Herkese Merhaba,
Bugün sizlere İtalya’da bilinen rotalara alternatif bir yer anlatacağım.
İşte karşınızda Alberobello
Benim Alberobello’ya gidişim bilinçli, rehberden seçme şekilde olmadı. 2016 Haziran ayında master programım sağolsun, bizi İtalya’ya yaz okuluna gönderdi, gönderdi dediysem bakmayın yine masraflar bizdendi ama ön ayak oldu ya, o bile yeter.

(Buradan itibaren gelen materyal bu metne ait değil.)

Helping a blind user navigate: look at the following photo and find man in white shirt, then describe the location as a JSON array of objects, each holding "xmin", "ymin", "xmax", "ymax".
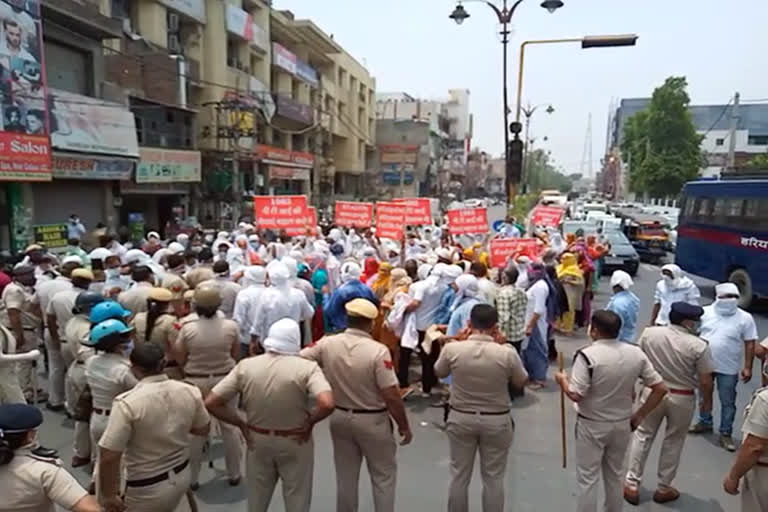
[{"xmin": 689, "ymin": 283, "xmax": 757, "ymax": 452}]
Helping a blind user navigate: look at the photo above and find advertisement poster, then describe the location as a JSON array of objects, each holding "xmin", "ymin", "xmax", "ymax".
[
  {"xmin": 490, "ymin": 238, "xmax": 541, "ymax": 268},
  {"xmin": 32, "ymin": 224, "xmax": 68, "ymax": 253},
  {"xmin": 333, "ymin": 201, "xmax": 373, "ymax": 228},
  {"xmin": 253, "ymin": 196, "xmax": 307, "ymax": 231},
  {"xmin": 0, "ymin": 0, "xmax": 51, "ymax": 181},
  {"xmin": 392, "ymin": 197, "xmax": 432, "ymax": 226},
  {"xmin": 376, "ymin": 203, "xmax": 405, "ymax": 240},
  {"xmin": 448, "ymin": 208, "xmax": 488, "ymax": 235},
  {"xmin": 531, "ymin": 206, "xmax": 563, "ymax": 228}
]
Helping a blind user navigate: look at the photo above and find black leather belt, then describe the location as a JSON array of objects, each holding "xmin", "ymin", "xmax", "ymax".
[
  {"xmin": 336, "ymin": 405, "xmax": 387, "ymax": 414},
  {"xmin": 125, "ymin": 459, "xmax": 189, "ymax": 487},
  {"xmin": 451, "ymin": 406, "xmax": 510, "ymax": 416}
]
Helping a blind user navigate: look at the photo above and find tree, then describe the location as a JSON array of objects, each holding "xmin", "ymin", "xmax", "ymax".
[{"xmin": 621, "ymin": 77, "xmax": 704, "ymax": 197}]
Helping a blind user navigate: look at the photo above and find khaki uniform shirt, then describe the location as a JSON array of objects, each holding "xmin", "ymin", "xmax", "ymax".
[
  {"xmin": 637, "ymin": 325, "xmax": 715, "ymax": 390},
  {"xmin": 64, "ymin": 315, "xmax": 96, "ymax": 363},
  {"xmin": 117, "ymin": 281, "xmax": 152, "ymax": 315},
  {"xmin": 184, "ymin": 265, "xmax": 216, "ymax": 290},
  {"xmin": 99, "ymin": 375, "xmax": 211, "ymax": 480},
  {"xmin": 85, "ymin": 352, "xmax": 137, "ymax": 409},
  {"xmin": 213, "ymin": 353, "xmax": 331, "ymax": 430},
  {"xmin": 198, "ymin": 278, "xmax": 242, "ymax": 318},
  {"xmin": 570, "ymin": 340, "xmax": 662, "ymax": 422},
  {"xmin": 301, "ymin": 329, "xmax": 398, "ymax": 410},
  {"xmin": 131, "ymin": 311, "xmax": 179, "ymax": 352},
  {"xmin": 177, "ymin": 317, "xmax": 240, "ymax": 375},
  {"xmin": 0, "ymin": 446, "xmax": 88, "ymax": 512},
  {"xmin": 435, "ymin": 334, "xmax": 528, "ymax": 412},
  {"xmin": 0, "ymin": 282, "xmax": 43, "ymax": 330},
  {"xmin": 741, "ymin": 388, "xmax": 768, "ymax": 464}
]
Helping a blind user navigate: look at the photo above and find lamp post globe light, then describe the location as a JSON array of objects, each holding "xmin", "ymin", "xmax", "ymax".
[{"xmin": 449, "ymin": 0, "xmax": 564, "ymax": 206}]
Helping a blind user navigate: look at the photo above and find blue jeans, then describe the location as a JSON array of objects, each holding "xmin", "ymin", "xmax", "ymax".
[{"xmin": 699, "ymin": 373, "xmax": 739, "ymax": 436}]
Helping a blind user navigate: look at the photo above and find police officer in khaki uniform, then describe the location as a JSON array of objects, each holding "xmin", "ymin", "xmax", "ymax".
[
  {"xmin": 624, "ymin": 302, "xmax": 714, "ymax": 505},
  {"xmin": 301, "ymin": 299, "xmax": 412, "ymax": 512},
  {"xmin": 0, "ymin": 266, "xmax": 42, "ymax": 402},
  {"xmin": 99, "ymin": 343, "xmax": 210, "ymax": 512},
  {"xmin": 205, "ymin": 318, "xmax": 334, "ymax": 512},
  {"xmin": 435, "ymin": 304, "xmax": 528, "ymax": 512},
  {"xmin": 555, "ymin": 311, "xmax": 667, "ymax": 512},
  {"xmin": 723, "ymin": 388, "xmax": 768, "ymax": 512},
  {"xmin": 173, "ymin": 288, "xmax": 243, "ymax": 490},
  {"xmin": 117, "ymin": 265, "xmax": 154, "ymax": 316},
  {"xmin": 0, "ymin": 404, "xmax": 100, "ymax": 512}
]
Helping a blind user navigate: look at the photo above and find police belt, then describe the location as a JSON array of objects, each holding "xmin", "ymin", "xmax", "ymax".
[
  {"xmin": 336, "ymin": 405, "xmax": 387, "ymax": 414},
  {"xmin": 450, "ymin": 405, "xmax": 510, "ymax": 416},
  {"xmin": 125, "ymin": 459, "xmax": 189, "ymax": 487}
]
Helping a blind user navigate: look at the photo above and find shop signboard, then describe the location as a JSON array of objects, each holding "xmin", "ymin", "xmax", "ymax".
[
  {"xmin": 490, "ymin": 238, "xmax": 541, "ymax": 268},
  {"xmin": 0, "ymin": 1, "xmax": 51, "ymax": 181},
  {"xmin": 448, "ymin": 208, "xmax": 488, "ymax": 235},
  {"xmin": 32, "ymin": 224, "xmax": 69, "ymax": 253},
  {"xmin": 392, "ymin": 197, "xmax": 432, "ymax": 226},
  {"xmin": 136, "ymin": 148, "xmax": 201, "ymax": 183},
  {"xmin": 333, "ymin": 201, "xmax": 373, "ymax": 228},
  {"xmin": 376, "ymin": 202, "xmax": 405, "ymax": 240},
  {"xmin": 253, "ymin": 196, "xmax": 307, "ymax": 231},
  {"xmin": 272, "ymin": 43, "xmax": 296, "ymax": 75},
  {"xmin": 51, "ymin": 153, "xmax": 134, "ymax": 180},
  {"xmin": 48, "ymin": 89, "xmax": 139, "ymax": 157}
]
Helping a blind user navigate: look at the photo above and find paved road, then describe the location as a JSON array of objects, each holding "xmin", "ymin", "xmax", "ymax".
[{"xmin": 41, "ymin": 265, "xmax": 768, "ymax": 512}]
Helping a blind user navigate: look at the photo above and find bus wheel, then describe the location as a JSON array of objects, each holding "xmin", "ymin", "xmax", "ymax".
[{"xmin": 728, "ymin": 268, "xmax": 753, "ymax": 309}]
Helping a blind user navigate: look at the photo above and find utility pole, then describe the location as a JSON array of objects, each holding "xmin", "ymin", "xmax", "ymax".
[{"xmin": 728, "ymin": 92, "xmax": 741, "ymax": 171}]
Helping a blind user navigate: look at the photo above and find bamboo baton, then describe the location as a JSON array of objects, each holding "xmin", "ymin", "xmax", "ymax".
[{"xmin": 557, "ymin": 352, "xmax": 568, "ymax": 469}]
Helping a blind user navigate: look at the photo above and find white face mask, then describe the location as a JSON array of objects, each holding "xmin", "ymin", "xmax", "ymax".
[{"xmin": 715, "ymin": 298, "xmax": 739, "ymax": 316}]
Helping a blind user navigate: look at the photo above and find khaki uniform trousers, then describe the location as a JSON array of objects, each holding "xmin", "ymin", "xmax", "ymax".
[
  {"xmin": 331, "ymin": 410, "xmax": 397, "ymax": 512},
  {"xmin": 576, "ymin": 416, "xmax": 632, "ymax": 512},
  {"xmin": 184, "ymin": 377, "xmax": 243, "ymax": 483},
  {"xmin": 0, "ymin": 363, "xmax": 27, "ymax": 405},
  {"xmin": 44, "ymin": 329, "xmax": 68, "ymax": 405},
  {"xmin": 124, "ymin": 466, "xmax": 191, "ymax": 512},
  {"xmin": 627, "ymin": 390, "xmax": 696, "ymax": 488},
  {"xmin": 445, "ymin": 410, "xmax": 514, "ymax": 512},
  {"xmin": 246, "ymin": 432, "xmax": 315, "ymax": 512},
  {"xmin": 64, "ymin": 361, "xmax": 91, "ymax": 459},
  {"xmin": 741, "ymin": 466, "xmax": 768, "ymax": 512}
]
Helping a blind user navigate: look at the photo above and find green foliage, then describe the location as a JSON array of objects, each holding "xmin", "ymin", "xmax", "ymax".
[{"xmin": 621, "ymin": 77, "xmax": 704, "ymax": 197}]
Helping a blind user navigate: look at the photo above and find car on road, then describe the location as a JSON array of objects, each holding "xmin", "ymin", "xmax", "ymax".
[{"xmin": 602, "ymin": 231, "xmax": 640, "ymax": 276}]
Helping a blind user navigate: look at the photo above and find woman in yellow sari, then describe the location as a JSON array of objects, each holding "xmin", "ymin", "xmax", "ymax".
[{"xmin": 555, "ymin": 252, "xmax": 584, "ymax": 335}]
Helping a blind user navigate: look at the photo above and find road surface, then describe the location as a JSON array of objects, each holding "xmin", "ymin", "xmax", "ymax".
[{"xmin": 40, "ymin": 264, "xmax": 768, "ymax": 512}]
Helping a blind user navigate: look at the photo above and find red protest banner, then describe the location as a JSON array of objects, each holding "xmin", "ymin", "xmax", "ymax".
[
  {"xmin": 448, "ymin": 208, "xmax": 488, "ymax": 235},
  {"xmin": 490, "ymin": 238, "xmax": 539, "ymax": 268},
  {"xmin": 253, "ymin": 196, "xmax": 307, "ymax": 231},
  {"xmin": 392, "ymin": 197, "xmax": 432, "ymax": 226},
  {"xmin": 333, "ymin": 201, "xmax": 373, "ymax": 228},
  {"xmin": 376, "ymin": 203, "xmax": 405, "ymax": 240},
  {"xmin": 531, "ymin": 206, "xmax": 563, "ymax": 228}
]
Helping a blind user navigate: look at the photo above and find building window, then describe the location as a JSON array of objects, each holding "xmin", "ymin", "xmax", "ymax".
[{"xmin": 747, "ymin": 135, "xmax": 768, "ymax": 146}]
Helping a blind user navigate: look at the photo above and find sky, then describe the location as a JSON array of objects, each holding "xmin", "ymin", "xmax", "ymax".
[{"xmin": 280, "ymin": 0, "xmax": 768, "ymax": 178}]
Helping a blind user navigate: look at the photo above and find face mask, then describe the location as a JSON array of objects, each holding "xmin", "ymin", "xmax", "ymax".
[{"xmin": 715, "ymin": 298, "xmax": 739, "ymax": 316}]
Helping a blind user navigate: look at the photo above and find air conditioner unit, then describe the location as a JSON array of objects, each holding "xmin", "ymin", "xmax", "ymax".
[
  {"xmin": 168, "ymin": 34, "xmax": 181, "ymax": 53},
  {"xmin": 168, "ymin": 12, "xmax": 179, "ymax": 34}
]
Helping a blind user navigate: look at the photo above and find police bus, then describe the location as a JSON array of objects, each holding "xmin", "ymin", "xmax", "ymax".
[{"xmin": 675, "ymin": 177, "xmax": 768, "ymax": 307}]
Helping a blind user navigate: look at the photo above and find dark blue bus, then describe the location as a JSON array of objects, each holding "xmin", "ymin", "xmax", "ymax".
[{"xmin": 675, "ymin": 179, "xmax": 768, "ymax": 307}]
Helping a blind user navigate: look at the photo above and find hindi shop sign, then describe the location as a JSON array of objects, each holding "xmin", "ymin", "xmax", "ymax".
[
  {"xmin": 531, "ymin": 206, "xmax": 563, "ymax": 228},
  {"xmin": 333, "ymin": 201, "xmax": 373, "ymax": 228},
  {"xmin": 448, "ymin": 208, "xmax": 488, "ymax": 235},
  {"xmin": 490, "ymin": 238, "xmax": 539, "ymax": 268},
  {"xmin": 392, "ymin": 197, "xmax": 432, "ymax": 226},
  {"xmin": 253, "ymin": 196, "xmax": 307, "ymax": 231},
  {"xmin": 376, "ymin": 203, "xmax": 405, "ymax": 240}
]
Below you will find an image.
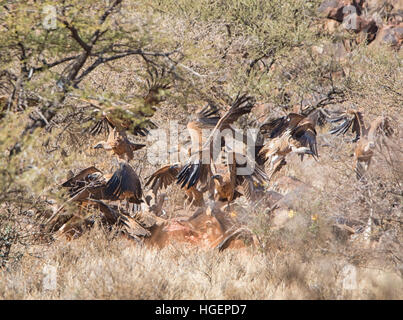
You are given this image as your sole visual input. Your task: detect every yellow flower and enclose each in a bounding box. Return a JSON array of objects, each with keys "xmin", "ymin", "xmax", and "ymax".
[{"xmin": 288, "ymin": 209, "xmax": 295, "ymax": 218}]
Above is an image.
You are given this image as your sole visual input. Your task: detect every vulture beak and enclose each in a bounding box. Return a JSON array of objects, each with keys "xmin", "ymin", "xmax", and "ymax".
[
  {"xmin": 133, "ymin": 143, "xmax": 146, "ymax": 151},
  {"xmin": 169, "ymin": 163, "xmax": 179, "ymax": 169}
]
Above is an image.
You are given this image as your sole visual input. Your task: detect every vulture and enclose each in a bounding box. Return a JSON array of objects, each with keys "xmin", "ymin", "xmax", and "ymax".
[
  {"xmin": 61, "ymin": 162, "xmax": 143, "ymax": 204},
  {"xmin": 329, "ymin": 109, "xmax": 394, "ymax": 180},
  {"xmin": 145, "ymin": 163, "xmax": 205, "ymax": 208},
  {"xmin": 94, "ymin": 127, "xmax": 146, "ymax": 161},
  {"xmin": 145, "ymin": 102, "xmax": 220, "ymax": 207},
  {"xmin": 259, "ymin": 113, "xmax": 319, "ymax": 179},
  {"xmin": 177, "ymin": 95, "xmax": 266, "ymax": 208}
]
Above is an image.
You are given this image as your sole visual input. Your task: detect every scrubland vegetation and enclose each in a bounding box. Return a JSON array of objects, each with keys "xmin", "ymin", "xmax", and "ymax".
[{"xmin": 0, "ymin": 0, "xmax": 403, "ymax": 299}]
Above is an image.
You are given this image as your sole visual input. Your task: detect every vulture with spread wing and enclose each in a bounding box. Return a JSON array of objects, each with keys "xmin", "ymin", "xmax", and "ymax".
[
  {"xmin": 61, "ymin": 162, "xmax": 143, "ymax": 204},
  {"xmin": 145, "ymin": 102, "xmax": 220, "ymax": 207},
  {"xmin": 94, "ymin": 127, "xmax": 146, "ymax": 161},
  {"xmin": 329, "ymin": 109, "xmax": 394, "ymax": 179},
  {"xmin": 177, "ymin": 95, "xmax": 266, "ymax": 208},
  {"xmin": 259, "ymin": 113, "xmax": 319, "ymax": 179}
]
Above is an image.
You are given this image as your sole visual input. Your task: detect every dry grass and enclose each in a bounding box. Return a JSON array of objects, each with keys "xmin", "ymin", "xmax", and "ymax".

Fotogrametri üzerine olan yaz okulum Roma’nın güneyinde yer alan Latina-Sabaudia kasabasında başladı. Roma’dan geçerek Güney İtalya’da Puglia Bölgesinde bulunan Bari’nin bir köyü olan Alberobello’da sonlandı. Roma zaten çok bilinen, üstüne gezi kitapları yazılmış bir yer olduğu için anlatmak istemem. Latina-Sabaudia ise turistik özellikleri çok öne çıkan bir yerleşim değil ama alternatif huzurlu yurtdışı tatili arayanlar için belki bir başka yazıda orayı anlatabilirim.
Gelelim Alberobello’ya. Alberobello Güney İtalya’nın en büyük şehirlerinden, bir liman kenti olan Bari’ye bağlı bir köy. Köy dediğime bakmayın, farklı idari sistemlere tabi olduğu için aslında baya bizim için küçük-orta ölçekte bir ilçe merkezi sayılır. Alberobello kelimesi güzel ağaç – güzel orman anlamına geliyor. Köyün karakterini veren ve bir çekim merkezi haline gelmesini sağlayan şey ise Trullo denilen gri koni çatılı geleneksel harçsız taş yığma evleri. Çoğul adıyla Trulli evlerinden oluşan geleneksel mimarisini çok iyi korumuş olan Alberobello, 1996 yılında UNESCO Dünya Miras listesine girmeye hak kazanmış bir yerleşim.
Kentin merkezi de yine geleneksel kısımda yer alıyor. Yeni yerleşim alanlar ise Trulli bölgesinin çevresinde gelişmiş. Trulli bölgesinde sadece konut yapıları değil, aynı yapım sistemi ile yapılmış kiliseler de yer alıyor. Günümüzde otel, restoran, hediyelik eşya ve müze gibi farklı fonksiyonlar almış trulloların yanında hala konut olarak kullanılanları da var.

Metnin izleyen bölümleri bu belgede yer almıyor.